The Oxford English Dictionary records that in the 17th century, the original meaning of the word jack-o’-lantern was ‘a man carrying a lantern; a night watchman.’ Jack in this case is used generically for any man, as in the phrase jack of all trades. By 1673, Jack-o’-lantern took on a new sense, referring to the phenomenon of mysterious outdoor lights also known as a will-o’-the-wisp or ignis fatuus. This was the usual meaning of the word until the mid 19th century, when another shift in meaning occurred.
The most common contemporary meaning of jack-o’-lantern, of course, is the grinning, candlelit carved pumpkin which is a ubiquitous symbol of Halloween. The custom of making such lanterns at this time of year probably originated in the British Isles, where turnips were the material of choice. In North America, pumpkins have become the standard, having the natural advantage of being hollow to begin with. In North America, the word Jack-o’-lantern now refers specifically to a carved pumpkin, but 100 years ago the connotations were much more flexible:
The room. . . should be decorated as grotesquely as possible with Jack-o’-lanterns made from apples, cucumbers, squash, pumpkins, etc., with incisions made for eyes, nose and mouth and a lighted candle placed within.
1912 Mary E. Blain Games for Halloween 9
Although the lanterns themselves may have originated on the eastern shore of the Atlantic, OED’s first example of the word jack-o’-lantern being used to describe them comes from America, in a simile from the writer Nathaniel Hawthorne:
Hide it [sc. the great carbuncle] under thy cloak, say’st thou? Why, it will gleam through the holes, and make thee look like a jack-o’ lantern!
1837 Nathaniel Hawthorne Twice-told Tales 222
Souling, guising, and trick-or-treating
Nowadays, there is no more emblematic Halloween tradition than the custom of trick-or-treating, but it is actually a fairly recent innovation. In the early 20th century, North American young people dressed up in costumes, carved jack-o’-lanterns, and practiced a lot of amateur divination (especially charms to find out who they would eventually marry), but the practice of going door to door for sugary booty had not yet made its debut. In contrast, similar customs in Scotland (known as ‘guising’) and some parts of England (known as ‘souling’) were practiced at this time of year by children as early as the 19th century, and by adults even earlier. Here is an account from 1880:
In Shropshire and other parts of England children still go souling, and they sing the following verses… “Soul! Soul! For an apple or two; If you’ve got no apples, pears will do. . . ”
It seems to be a similar custom, that of the boys of Scotland, who at Hallow tide go about ‘guising’. Three or four of them put on ‘false-faces’, or vizards of pasteboard, and enter a house unceremoniously; [they then stage a sword fight].The wounded combatant is speedily cured, and the ‘guisers’ are ready to depart, enriched with whatever the good people of the house are willing to give.

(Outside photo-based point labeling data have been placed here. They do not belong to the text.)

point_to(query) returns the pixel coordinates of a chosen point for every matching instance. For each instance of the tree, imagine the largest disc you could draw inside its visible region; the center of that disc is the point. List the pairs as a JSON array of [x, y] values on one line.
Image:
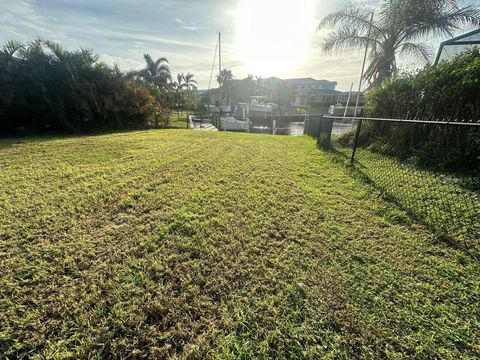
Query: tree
[[399, 27], [156, 73], [224, 79], [190, 83]]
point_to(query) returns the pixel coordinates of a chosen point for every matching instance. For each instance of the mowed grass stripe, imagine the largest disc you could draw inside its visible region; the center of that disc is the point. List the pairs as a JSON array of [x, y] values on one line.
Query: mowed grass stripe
[[244, 246]]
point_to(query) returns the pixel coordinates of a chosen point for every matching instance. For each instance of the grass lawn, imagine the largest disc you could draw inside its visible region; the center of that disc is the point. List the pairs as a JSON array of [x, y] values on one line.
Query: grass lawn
[[217, 245], [449, 203]]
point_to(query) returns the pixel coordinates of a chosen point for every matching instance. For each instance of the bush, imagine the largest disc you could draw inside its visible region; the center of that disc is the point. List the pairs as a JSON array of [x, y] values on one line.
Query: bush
[[45, 88], [448, 91]]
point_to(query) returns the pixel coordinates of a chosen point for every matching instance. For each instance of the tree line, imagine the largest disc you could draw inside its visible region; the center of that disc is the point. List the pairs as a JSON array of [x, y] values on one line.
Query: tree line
[[45, 88]]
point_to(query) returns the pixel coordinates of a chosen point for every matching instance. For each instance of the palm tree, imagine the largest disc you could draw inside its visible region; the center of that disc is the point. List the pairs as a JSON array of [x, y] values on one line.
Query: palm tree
[[398, 28], [190, 83], [157, 73]]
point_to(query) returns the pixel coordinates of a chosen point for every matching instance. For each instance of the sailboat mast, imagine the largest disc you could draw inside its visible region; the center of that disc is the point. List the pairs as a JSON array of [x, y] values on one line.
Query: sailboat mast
[[219, 52]]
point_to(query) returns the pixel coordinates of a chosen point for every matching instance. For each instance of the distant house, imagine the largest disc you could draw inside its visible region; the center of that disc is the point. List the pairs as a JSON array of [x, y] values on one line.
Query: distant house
[[289, 92], [304, 87], [448, 49]]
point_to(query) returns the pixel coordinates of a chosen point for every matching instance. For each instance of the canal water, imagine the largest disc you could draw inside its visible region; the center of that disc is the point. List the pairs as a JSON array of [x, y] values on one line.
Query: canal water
[[296, 129]]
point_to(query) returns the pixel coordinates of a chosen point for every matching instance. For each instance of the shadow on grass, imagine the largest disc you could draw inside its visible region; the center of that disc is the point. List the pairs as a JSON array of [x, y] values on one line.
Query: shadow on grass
[[359, 171]]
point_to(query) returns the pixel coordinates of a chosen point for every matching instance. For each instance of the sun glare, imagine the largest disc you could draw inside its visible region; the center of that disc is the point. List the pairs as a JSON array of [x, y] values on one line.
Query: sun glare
[[273, 36]]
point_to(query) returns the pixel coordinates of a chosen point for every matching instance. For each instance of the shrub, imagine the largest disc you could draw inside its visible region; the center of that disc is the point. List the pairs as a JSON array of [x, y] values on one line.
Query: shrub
[[46, 88], [448, 91]]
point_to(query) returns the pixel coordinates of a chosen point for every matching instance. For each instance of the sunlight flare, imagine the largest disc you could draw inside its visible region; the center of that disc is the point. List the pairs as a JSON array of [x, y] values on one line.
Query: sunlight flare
[[273, 37]]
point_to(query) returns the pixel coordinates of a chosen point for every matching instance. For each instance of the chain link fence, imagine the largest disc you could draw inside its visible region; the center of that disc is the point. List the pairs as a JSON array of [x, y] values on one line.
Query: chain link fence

1880 Dundee Courier & Argus 5 Nov. 7
In both of these customs, the children were expected to give some sort of performance before getting their reward. The North American custom of trick or treat is probably related, but in this case the emphasis shifts to a threat of vandalism or pranks if the children do not receive their treat. The earliest known reference to “trick or treat” is from 1927 in the village of Blackie, Alberta, in Canada:
1927 Lethbridge (Alberta) Herald 4 Nov. 5/2
The practice spread southward and eastward across the continent and was widespread in North America by the 1940s. Since then, it has gone on to colonize the British Isles; the Oxford English Corpus shows over six times as much British evidence for “trick-or-treating” as for “guising” in modern use.

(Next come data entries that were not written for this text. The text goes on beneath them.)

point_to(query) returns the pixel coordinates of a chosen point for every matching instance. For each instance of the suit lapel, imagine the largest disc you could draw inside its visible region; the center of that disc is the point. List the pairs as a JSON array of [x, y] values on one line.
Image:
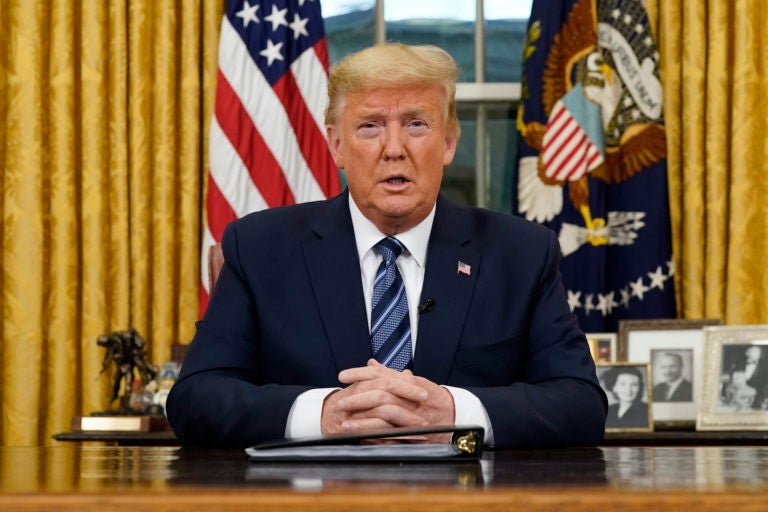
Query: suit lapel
[[451, 290], [334, 271]]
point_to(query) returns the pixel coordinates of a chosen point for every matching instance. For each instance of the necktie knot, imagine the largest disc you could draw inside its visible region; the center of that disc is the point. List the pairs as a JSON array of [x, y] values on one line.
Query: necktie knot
[[389, 248]]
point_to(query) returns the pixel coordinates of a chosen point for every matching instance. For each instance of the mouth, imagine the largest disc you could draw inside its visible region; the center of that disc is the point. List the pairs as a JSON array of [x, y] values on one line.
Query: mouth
[[396, 180]]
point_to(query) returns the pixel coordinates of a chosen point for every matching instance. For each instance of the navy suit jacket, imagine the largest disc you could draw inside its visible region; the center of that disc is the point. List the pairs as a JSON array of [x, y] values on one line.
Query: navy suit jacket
[[288, 315]]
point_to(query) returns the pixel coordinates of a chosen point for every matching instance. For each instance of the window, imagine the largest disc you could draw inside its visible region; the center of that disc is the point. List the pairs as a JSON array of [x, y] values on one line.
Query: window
[[485, 37]]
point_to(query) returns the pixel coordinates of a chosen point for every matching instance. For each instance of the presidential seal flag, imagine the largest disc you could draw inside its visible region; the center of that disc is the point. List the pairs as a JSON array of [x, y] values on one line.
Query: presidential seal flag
[[593, 156], [267, 145]]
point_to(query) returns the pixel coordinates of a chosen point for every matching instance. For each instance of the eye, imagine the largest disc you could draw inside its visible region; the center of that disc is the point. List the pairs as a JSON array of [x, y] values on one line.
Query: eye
[[368, 129], [416, 127]]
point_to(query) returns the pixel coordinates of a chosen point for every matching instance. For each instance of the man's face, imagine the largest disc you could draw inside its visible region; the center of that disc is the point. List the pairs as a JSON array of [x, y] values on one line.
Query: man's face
[[670, 368], [393, 144]]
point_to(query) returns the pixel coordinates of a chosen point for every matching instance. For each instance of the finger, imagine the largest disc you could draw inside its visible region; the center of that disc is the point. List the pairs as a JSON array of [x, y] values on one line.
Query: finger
[[393, 415], [351, 375], [395, 385], [366, 400]]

Mischief Night, Goosey Night, Cabbage Night
Although the phrase trick or treat once implied a threat of mild vandalism, the tots who typically utter those words today are unlikely to engage in such behavior (for one thing, they are usually accompanied by their parents). Instead, in much of North America, the real tricks happen the night before Halloween, October 30, when teenagers smash pumpkins, throw eggs, and decorate trees with toilet paper. Depending on where you live, you may call the night of October 30 any of a variety of regional names: Mischief Night, Devil’s Night, Cabbage Night, Trick Night, Gate Night, and Goosey Night are all used in various parts of the United States.

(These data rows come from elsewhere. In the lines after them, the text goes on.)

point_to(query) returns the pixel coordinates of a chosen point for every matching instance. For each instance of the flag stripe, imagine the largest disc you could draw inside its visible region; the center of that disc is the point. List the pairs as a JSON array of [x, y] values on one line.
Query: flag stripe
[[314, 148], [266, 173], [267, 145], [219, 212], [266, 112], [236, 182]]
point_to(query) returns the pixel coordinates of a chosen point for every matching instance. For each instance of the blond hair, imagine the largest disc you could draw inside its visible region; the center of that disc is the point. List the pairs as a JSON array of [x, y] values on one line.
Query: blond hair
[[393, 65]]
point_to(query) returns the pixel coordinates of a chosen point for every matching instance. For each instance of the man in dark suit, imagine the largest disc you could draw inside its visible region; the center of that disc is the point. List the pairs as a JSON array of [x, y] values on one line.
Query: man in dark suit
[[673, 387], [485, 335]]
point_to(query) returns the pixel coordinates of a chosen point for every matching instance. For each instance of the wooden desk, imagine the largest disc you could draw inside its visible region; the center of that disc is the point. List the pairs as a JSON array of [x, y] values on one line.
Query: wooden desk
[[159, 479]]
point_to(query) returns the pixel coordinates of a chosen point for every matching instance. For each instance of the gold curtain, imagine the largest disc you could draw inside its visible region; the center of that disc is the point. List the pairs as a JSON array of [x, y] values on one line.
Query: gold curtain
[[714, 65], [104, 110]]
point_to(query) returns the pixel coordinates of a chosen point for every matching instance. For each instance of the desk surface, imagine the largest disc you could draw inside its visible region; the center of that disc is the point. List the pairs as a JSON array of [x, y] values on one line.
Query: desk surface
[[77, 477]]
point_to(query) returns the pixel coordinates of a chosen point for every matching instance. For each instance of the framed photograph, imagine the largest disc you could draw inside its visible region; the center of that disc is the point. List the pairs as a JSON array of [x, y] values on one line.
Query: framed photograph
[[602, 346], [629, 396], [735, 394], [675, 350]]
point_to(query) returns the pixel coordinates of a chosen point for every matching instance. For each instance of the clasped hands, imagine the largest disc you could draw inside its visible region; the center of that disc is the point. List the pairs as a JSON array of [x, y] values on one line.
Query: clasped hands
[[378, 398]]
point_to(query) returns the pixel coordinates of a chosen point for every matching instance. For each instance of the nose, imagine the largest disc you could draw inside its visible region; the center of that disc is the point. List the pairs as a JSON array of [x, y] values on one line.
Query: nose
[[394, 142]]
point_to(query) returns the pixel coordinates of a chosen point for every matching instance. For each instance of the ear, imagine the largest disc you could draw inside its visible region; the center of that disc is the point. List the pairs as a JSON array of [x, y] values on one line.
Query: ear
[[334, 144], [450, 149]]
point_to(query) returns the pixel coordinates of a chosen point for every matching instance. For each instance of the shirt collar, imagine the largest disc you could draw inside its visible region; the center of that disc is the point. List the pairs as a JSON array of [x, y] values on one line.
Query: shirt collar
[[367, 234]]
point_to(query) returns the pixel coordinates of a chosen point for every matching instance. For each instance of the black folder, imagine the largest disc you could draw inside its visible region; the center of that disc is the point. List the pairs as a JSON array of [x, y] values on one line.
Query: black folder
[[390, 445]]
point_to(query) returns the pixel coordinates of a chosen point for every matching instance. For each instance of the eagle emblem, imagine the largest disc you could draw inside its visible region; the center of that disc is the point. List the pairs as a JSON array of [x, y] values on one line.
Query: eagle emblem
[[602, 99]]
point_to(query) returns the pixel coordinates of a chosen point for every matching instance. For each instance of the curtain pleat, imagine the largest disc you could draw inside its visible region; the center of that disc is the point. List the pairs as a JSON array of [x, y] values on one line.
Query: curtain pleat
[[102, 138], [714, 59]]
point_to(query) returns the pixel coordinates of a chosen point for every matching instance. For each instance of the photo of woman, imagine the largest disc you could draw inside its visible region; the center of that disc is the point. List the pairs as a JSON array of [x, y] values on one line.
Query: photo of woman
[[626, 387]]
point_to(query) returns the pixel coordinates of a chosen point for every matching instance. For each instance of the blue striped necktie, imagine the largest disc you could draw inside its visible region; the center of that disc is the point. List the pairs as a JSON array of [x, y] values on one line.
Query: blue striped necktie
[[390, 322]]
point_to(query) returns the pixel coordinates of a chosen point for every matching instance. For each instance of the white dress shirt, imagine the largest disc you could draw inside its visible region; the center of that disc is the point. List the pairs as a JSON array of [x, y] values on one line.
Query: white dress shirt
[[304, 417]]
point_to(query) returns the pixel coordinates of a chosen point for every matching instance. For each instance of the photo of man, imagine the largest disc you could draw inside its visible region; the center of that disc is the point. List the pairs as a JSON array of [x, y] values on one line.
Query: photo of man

The term Mischief Night is also known in northern England, where it similarly refers to a night on which young people indulge in pranks and vandalism, sometimes of a very serious nature. Originally, the English Mischief Night was April 30, the night before May Day, but more recently the term has been used in reference to the night of the 4 November, before Bonfire Night, as well as to the night of October 30.